Performance degradation after upgrading from 0.5.1 to 0.6.2 -- how to avoid memory allocation?

for rating in ratings
    x_idx = rating[1] + 1
    y_idx = rating[2] + 1
    rv = rating[3]

     W_row = W[:, x_idx]
     H_row = H[:, y_idx]
     pred = dot(W_row, H_row)
     diff = rv - pred
     W_grad = -2 * diff .* H_row
     H_grad = -2 * diff .* W_row
     W[:, x_idx] = W_row - step_size .* W_grad
     H[:, y_idx] = H_row - step_size .* H_grad
end

Above is a piece of code whose performance degrades by ~20x (from 1.2 seconds to 32 seconds for some particular input data) after I upgraded to Julia v0.6.2 from v0.5.1. Even with v0.5.1, it’s 3~4x slower than the same program written in C++.

In the above code, ratings is a Vector of tuples, W and H are 2-dimensional arrays of roughly 100 by 5000.

I am guessing that it’s memory allocation that caused the problem.

Julia v0.6.2:
32.802334 seconds (148.08 M allocations: 11.332 GiB, 4.71% gc time)

Julia v0.5.1:
1.263061 seconds (18.58 M allocations: 6.835 GB, 9.55% gc time)

Why does v0.6.2 allocate much more memory?

In my C++ code, I would have pre-allocated memory for variables like W_row H_row etc and reuse the same memory across iterations. How would I do the same thing in Julia?

Memory allocation profiling (v0.6.2):

0 for iteration = 1:num_iterations
0 for rating in ratings
59192224 x_idx = rating[1] + 1
55158016 y_idx = rating[2] + 1
32006688 rv = rating[3]
-
2298050581 W_row = W[:, x_idx]
2291205792 H_row = H[:, y_idx]
32236624 pred = dot(W_row, H_row)
32006688 diff = rv - pred
3971640698 W_grad = -2 * diff .* H_row
3968829312 H_grad = -2 * diff .* W_row
5795581993 W[:, x_idx] = W_row - step_size .* W_grad
5793210528 H[:, y_idx] = H_row - step_size .* H_grad
- end

Memory allocation profiling (v0.5.1):

0 for iteration = 1:num_iterations
0 for rating in ratings
59192224 x_idx = rating[1] + 1
55158016 y_idx = rating[2] + 1
32006688 rv = rating[3]
-
1793490040 W_row = W[:, x_idx]
1792374528 H_row = H[:, y_idx]
32279345 pred = dot(W_row, H_row)
32006688 diff = rv - pred
1825048125 W_grad = -2 * diff .* H_row
1824381216 H_grad = -2 * diff .* W_row
3618250719 W[:, x_idx] = W_row - step_size .* W_grad
3616755744 H[:, y_idx] = H_row - step_size .* H_grad
- end

Please provide a complete reproducible example. It’s going to be impossible to make any definite statements about performance without knowing exactly how you’ve set up your problem. For example, is this code inside a function? Are W and H globals? What are the element types?
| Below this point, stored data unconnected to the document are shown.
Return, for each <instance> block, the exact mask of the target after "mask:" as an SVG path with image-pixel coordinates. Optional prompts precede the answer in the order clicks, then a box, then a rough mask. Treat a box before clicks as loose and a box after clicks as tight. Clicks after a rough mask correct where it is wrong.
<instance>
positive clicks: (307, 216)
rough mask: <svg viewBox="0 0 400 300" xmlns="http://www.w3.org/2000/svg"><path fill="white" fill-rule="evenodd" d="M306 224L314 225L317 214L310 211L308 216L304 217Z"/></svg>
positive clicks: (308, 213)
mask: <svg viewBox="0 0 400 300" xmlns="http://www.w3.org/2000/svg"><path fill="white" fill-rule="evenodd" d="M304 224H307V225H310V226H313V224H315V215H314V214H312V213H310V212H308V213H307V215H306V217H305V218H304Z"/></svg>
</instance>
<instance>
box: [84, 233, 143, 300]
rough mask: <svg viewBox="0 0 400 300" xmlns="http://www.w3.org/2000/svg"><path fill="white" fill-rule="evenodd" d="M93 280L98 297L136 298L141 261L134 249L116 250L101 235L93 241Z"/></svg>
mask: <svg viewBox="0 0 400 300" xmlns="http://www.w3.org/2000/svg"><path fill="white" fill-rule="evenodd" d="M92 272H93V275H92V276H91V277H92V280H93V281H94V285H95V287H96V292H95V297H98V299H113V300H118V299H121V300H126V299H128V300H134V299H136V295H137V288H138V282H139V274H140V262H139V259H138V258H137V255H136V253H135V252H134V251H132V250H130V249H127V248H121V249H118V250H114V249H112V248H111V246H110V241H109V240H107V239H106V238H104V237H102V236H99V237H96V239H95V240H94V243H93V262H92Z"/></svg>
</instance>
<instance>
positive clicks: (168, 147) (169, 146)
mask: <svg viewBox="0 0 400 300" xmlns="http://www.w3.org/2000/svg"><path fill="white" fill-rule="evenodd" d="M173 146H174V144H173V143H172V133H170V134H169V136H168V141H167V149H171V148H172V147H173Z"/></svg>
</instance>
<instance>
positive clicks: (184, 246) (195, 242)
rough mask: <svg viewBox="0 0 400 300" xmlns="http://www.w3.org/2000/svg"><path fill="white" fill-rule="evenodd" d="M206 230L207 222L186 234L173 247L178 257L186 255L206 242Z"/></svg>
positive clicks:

These are all critically important to understanding the performance of your code.

If you provide a block of code that can be run locally then it will be much easier to help figure out the performance issue.

Thanks for your quick reply!

Please find my full program here: Pastiebin.com 5ab805f723ae3

That’s still missing the input data file?

Please download a sample input from here: http://www.cs.cmu.edu/~jinlianw/data/ratings.csv (11MB)

BTW, both versions of Julia were built from the source tarball.

Ok, so

ratings = Array{Tuple{Integer, Integer, Real}}(0)

is not concretely typed and will have quite bad performance. Change to e.g. Array{Tuple{Int, Int, Float64}}.
There were also some other places where you could use in place dot assignment more effecitvely and using views.

https://gist.github.com/KristofferC/91a4084b500c9f198b59af2486297b03 runs at 2 seconds per iteration for me while the original code ran at 55 seconds per iteration.

Is there any reason you cannot replace Tuple{Integer, Integer, Real} with Tuple{Int, Int, Float64}? The latter is going to be more more efficient. It could also be even faster to store the data as three vectors rather than as a vector of 3-tuples.

Great! Thanks! By changing the array type and using views I could reduce the runtime down to 0.63 seconds from 32 seconds, and further down to 0.59 seconds by using in-place dot assignment .=. However, @. causes exception – although I never saw it before I take it’s just another way of writing in place dot assignments?

Thanks! Yes, fixing the tuple type did help!

Yes @. is just a way of dotting all operators in the expression.